Вскоре моя прекрасная покровительница из Французского театра нанесла мне еще один визит, в то время как ее знакомый поэт заканчивал и дорифмовывал повествование о моих подвигах. В конце концов я встретил этого бедного боязливого молодого человека где-то в коридоре. Хрупкость его сердечных сосудов, доверительно сообщил он мне, по мнению врачей, была совершенно фантастической. Поэтому врачи, столь заботливые к хрупким натурам, близко не подпускали его к армии. В порядке компенсации юный бард, рискуя здоровьем и перенапряжением духовных сил, решил ковать для нас «моральную бронзу нашей победы», прекрасное, разумеется, оружие, в стихах, понятное дело, незабываемых, как и все остальное у него.

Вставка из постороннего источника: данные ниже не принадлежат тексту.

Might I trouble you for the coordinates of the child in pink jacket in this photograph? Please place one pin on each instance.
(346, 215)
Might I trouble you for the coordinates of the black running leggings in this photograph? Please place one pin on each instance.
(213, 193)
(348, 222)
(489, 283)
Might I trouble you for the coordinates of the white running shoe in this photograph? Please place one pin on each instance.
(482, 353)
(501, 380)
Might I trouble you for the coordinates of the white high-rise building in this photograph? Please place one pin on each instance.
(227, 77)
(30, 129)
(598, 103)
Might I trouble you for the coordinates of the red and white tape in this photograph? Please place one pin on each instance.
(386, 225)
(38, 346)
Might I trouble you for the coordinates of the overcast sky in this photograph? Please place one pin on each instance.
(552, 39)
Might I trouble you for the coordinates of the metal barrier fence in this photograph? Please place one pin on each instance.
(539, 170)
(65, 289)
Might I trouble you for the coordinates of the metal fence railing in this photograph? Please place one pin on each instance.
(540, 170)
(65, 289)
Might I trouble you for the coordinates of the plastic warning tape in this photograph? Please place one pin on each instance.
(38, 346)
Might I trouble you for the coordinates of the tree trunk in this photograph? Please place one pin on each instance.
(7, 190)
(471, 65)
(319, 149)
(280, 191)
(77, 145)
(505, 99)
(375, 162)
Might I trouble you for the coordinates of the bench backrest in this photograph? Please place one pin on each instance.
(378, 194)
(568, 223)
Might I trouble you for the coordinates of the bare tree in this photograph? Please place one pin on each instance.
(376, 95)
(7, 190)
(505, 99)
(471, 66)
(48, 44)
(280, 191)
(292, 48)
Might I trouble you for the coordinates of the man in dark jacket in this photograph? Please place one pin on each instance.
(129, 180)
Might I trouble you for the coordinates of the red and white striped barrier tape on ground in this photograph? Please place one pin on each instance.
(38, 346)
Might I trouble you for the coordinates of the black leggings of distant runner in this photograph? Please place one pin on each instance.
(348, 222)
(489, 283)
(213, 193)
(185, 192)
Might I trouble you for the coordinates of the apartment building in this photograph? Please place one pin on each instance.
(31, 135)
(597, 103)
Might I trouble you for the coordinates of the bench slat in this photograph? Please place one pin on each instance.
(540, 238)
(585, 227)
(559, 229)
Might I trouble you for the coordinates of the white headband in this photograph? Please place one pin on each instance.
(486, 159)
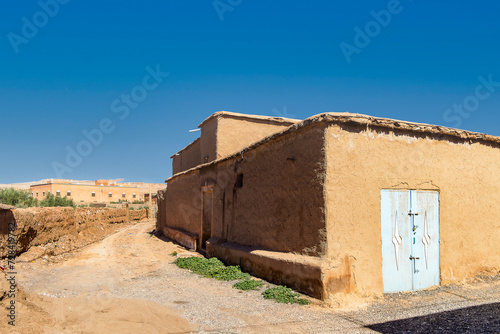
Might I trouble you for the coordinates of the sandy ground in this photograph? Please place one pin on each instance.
(127, 283)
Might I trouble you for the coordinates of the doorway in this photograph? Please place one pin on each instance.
(206, 216)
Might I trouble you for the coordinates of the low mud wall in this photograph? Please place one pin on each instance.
(62, 229)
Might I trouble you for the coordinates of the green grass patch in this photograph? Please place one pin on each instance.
(282, 294)
(212, 268)
(248, 284)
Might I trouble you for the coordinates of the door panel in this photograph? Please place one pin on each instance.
(426, 235)
(396, 268)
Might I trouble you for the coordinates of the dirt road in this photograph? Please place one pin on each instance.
(128, 284)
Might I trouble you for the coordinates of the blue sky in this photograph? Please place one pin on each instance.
(69, 68)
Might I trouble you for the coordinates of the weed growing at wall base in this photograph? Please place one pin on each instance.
(212, 268)
(285, 295)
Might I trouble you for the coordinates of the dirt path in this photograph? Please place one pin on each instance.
(127, 284)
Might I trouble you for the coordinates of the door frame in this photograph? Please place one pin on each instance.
(403, 225)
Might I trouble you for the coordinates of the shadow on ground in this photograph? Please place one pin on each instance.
(475, 319)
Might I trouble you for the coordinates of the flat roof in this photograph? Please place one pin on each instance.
(359, 119)
(282, 120)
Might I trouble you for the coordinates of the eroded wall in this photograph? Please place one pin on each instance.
(39, 226)
(269, 198)
(362, 160)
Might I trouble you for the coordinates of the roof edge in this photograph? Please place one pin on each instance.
(249, 117)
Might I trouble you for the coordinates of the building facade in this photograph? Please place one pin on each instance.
(344, 203)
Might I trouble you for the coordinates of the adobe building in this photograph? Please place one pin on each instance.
(339, 202)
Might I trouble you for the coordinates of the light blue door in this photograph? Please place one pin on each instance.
(410, 239)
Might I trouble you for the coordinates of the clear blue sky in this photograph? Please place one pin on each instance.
(67, 69)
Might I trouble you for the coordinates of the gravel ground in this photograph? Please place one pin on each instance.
(133, 265)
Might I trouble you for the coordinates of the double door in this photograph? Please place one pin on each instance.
(410, 239)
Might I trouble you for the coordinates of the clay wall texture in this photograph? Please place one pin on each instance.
(362, 160)
(179, 206)
(235, 133)
(39, 226)
(314, 190)
(208, 141)
(278, 207)
(187, 158)
(224, 133)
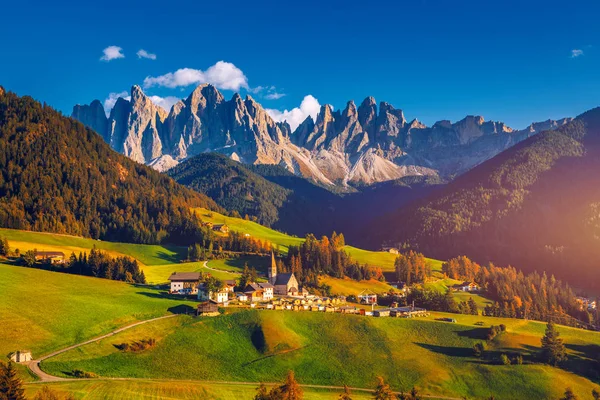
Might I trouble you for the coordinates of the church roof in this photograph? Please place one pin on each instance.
(284, 279)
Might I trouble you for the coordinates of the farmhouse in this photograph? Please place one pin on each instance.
(184, 282)
(468, 287)
(220, 228)
(367, 297)
(20, 356)
(221, 296)
(207, 309)
(50, 257)
(230, 285)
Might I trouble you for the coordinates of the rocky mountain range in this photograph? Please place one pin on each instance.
(354, 146)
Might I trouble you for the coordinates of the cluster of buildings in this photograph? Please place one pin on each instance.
(587, 303)
(223, 228)
(50, 257)
(278, 284)
(467, 287)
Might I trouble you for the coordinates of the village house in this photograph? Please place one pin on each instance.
(220, 228)
(254, 292)
(220, 297)
(230, 285)
(468, 287)
(207, 309)
(285, 284)
(268, 290)
(367, 297)
(20, 356)
(50, 257)
(184, 282)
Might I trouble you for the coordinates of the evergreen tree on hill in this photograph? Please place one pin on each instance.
(346, 394)
(383, 391)
(11, 386)
(553, 349)
(569, 395)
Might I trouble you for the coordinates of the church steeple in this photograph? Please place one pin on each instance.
(272, 273)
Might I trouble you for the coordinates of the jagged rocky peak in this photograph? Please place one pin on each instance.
(367, 115)
(205, 96)
(92, 116)
(365, 144)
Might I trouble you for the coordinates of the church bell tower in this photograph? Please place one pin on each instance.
(272, 273)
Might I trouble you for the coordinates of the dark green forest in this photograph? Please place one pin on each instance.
(535, 206)
(58, 176)
(233, 186)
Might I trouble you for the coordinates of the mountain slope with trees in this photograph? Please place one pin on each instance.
(58, 176)
(535, 206)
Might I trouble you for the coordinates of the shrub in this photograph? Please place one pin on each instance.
(136, 346)
(519, 359)
(77, 373)
(478, 349)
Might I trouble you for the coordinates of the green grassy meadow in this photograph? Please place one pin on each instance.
(164, 389)
(334, 349)
(43, 311)
(145, 254)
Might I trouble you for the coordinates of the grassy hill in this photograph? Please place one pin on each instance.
(340, 349)
(165, 389)
(43, 311)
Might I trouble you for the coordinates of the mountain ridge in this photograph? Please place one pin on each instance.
(354, 146)
(535, 206)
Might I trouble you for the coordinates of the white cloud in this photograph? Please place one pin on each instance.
(274, 96)
(110, 101)
(112, 53)
(271, 92)
(309, 107)
(165, 102)
(144, 54)
(576, 53)
(223, 75)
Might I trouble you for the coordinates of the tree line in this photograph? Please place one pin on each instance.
(516, 295)
(325, 256)
(97, 264)
(58, 176)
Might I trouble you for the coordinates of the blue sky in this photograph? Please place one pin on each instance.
(504, 60)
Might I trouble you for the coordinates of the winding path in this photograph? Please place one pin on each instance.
(34, 366)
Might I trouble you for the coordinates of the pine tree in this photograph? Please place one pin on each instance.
(11, 386)
(290, 390)
(472, 307)
(346, 394)
(553, 349)
(569, 395)
(262, 393)
(414, 394)
(46, 394)
(383, 391)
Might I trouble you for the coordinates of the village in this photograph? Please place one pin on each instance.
(281, 291)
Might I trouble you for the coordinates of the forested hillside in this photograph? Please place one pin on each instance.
(535, 206)
(58, 176)
(232, 185)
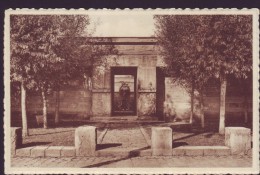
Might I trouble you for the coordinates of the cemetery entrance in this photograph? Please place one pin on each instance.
(123, 84)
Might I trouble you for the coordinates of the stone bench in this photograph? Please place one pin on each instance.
(86, 140)
(238, 139)
(161, 141)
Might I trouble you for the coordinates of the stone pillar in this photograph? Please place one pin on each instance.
(238, 139)
(16, 139)
(161, 141)
(85, 140)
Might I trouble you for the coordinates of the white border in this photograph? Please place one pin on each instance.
(253, 12)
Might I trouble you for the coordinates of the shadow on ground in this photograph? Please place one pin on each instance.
(107, 145)
(133, 153)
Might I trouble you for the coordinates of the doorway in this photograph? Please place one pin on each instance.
(160, 92)
(123, 90)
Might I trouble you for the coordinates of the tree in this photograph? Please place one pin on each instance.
(46, 49)
(197, 48)
(230, 40)
(181, 39)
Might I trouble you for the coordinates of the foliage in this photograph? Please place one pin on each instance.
(203, 46)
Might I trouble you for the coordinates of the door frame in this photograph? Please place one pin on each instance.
(123, 70)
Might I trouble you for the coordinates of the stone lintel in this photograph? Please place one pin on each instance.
(24, 152)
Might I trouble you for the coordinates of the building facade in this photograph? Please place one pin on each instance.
(137, 71)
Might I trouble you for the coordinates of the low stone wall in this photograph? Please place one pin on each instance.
(237, 141)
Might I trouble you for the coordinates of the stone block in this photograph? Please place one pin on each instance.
(85, 140)
(238, 139)
(16, 139)
(147, 152)
(38, 151)
(225, 151)
(193, 151)
(180, 151)
(216, 151)
(68, 151)
(161, 141)
(53, 151)
(24, 152)
(112, 153)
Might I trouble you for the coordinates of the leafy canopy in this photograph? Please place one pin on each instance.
(199, 47)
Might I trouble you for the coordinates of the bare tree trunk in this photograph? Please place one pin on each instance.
(57, 107)
(23, 109)
(202, 115)
(44, 110)
(222, 105)
(192, 101)
(245, 105)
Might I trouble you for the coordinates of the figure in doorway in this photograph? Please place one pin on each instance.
(124, 92)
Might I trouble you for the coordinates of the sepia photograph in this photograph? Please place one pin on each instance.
(131, 91)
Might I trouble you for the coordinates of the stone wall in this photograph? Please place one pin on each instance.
(141, 53)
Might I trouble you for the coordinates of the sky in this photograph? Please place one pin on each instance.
(123, 25)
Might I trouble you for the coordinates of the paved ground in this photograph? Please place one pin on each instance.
(87, 162)
(132, 137)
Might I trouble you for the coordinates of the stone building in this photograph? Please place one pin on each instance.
(138, 65)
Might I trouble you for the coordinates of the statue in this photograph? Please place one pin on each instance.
(124, 92)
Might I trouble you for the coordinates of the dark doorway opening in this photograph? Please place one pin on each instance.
(160, 92)
(123, 90)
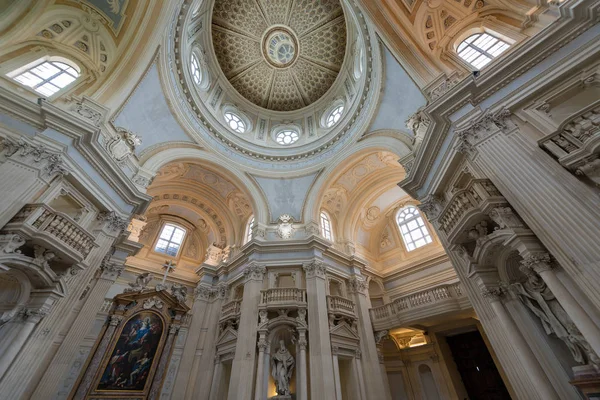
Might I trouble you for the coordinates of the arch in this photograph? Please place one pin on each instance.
(168, 155)
(412, 227)
(395, 142)
(249, 229)
(326, 225)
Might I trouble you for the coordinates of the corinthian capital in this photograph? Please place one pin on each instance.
(493, 293)
(255, 272)
(314, 269)
(538, 262)
(357, 285)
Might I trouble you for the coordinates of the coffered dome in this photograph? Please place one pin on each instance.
(281, 55)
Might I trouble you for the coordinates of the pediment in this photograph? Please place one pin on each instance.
(343, 330)
(228, 335)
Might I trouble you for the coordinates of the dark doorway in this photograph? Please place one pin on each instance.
(476, 367)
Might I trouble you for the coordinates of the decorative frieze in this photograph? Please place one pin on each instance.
(255, 272)
(315, 269)
(357, 285)
(113, 221)
(493, 294)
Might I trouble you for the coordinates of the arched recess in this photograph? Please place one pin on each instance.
(152, 163)
(394, 142)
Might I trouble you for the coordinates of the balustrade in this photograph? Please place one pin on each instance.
(231, 309)
(475, 195)
(340, 305)
(53, 230)
(438, 299)
(283, 296)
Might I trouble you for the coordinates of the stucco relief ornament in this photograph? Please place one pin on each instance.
(285, 230)
(10, 243)
(113, 221)
(153, 302)
(179, 292)
(140, 284)
(123, 145)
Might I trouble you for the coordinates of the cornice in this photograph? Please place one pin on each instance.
(85, 138)
(573, 22)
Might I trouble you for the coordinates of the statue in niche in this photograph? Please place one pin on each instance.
(282, 366)
(541, 301)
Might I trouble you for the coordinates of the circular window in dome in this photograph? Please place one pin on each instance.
(195, 69)
(280, 47)
(334, 116)
(235, 122)
(287, 137)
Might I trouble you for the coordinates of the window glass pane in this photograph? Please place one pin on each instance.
(63, 80)
(45, 70)
(167, 232)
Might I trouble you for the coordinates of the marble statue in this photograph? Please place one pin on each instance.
(541, 301)
(282, 367)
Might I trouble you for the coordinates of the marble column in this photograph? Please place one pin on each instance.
(322, 383)
(541, 264)
(94, 364)
(302, 384)
(109, 272)
(336, 373)
(565, 220)
(359, 376)
(26, 169)
(241, 385)
(215, 386)
(374, 381)
(260, 368)
(163, 363)
(534, 370)
(31, 364)
(15, 334)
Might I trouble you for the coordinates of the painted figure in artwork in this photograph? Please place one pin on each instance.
(131, 360)
(282, 366)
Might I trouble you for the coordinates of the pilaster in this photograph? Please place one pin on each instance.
(322, 380)
(374, 382)
(241, 385)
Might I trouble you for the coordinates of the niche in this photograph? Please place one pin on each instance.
(428, 383)
(335, 288)
(66, 204)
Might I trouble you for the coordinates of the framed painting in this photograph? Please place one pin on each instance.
(132, 359)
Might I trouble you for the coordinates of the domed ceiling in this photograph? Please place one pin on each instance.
(281, 55)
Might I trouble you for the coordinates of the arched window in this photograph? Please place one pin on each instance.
(235, 122)
(47, 77)
(249, 229)
(413, 229)
(326, 226)
(287, 137)
(170, 240)
(334, 116)
(481, 48)
(195, 69)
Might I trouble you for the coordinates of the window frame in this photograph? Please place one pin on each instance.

Мне на это жаловаться не приходилось: среди стольких бесспорных храбрецов он выбрал своим героем именно меня. К тому ж, не буду скрывать, это было великолепно. Чтение состоялось в самой Французской комедии на так называемом дне поэзии. Приглашен был весь госпиталь. Когда с широким жестом на сцену вышла моя рыжая трепетная чтица в сладострастно облегающих ее удлиненную талию трехцветных складках, весь зал как по команде поднялся и разразился нескончаемой овацией. Я был к этому готов, но все же изумился и не сумел скрыть от соседей удивления, слыша, как моя прекрасная приятельница дрожит, вскрикивает и даже стонет в попытках донести до публики всю драматичность выдуманного мной для нее эпизода. Что до поэта, то он решительно перещеголял меня по части воображения: он чудовищно расцветил мою фантазию пламенными рифмами и оглушительными эпитетами, которые торжественно падали в полную восхищения тишину зала. Дойдя до кульминации самой пылкой тирады, актриса повернулась к ложе, где сидели мы с Манделомом в компании нескольких других раненых, и простерла к нам свои великолепные руки, словно отдаваясь самому героическому из нас. Поэт описывал в этот момент какой-то фантастический подвиг, который я себе приписал. Не помню уж, в чем там было дело, но получилось очень недурно. К счастью, где речь заходит о героизме, невероятного больше не бывает. Публика угадала смысл жеста актрисы, и весь зал, повернувшись к нам, радостно вопя и самозабвенно топая ногами, стал вызывать героя.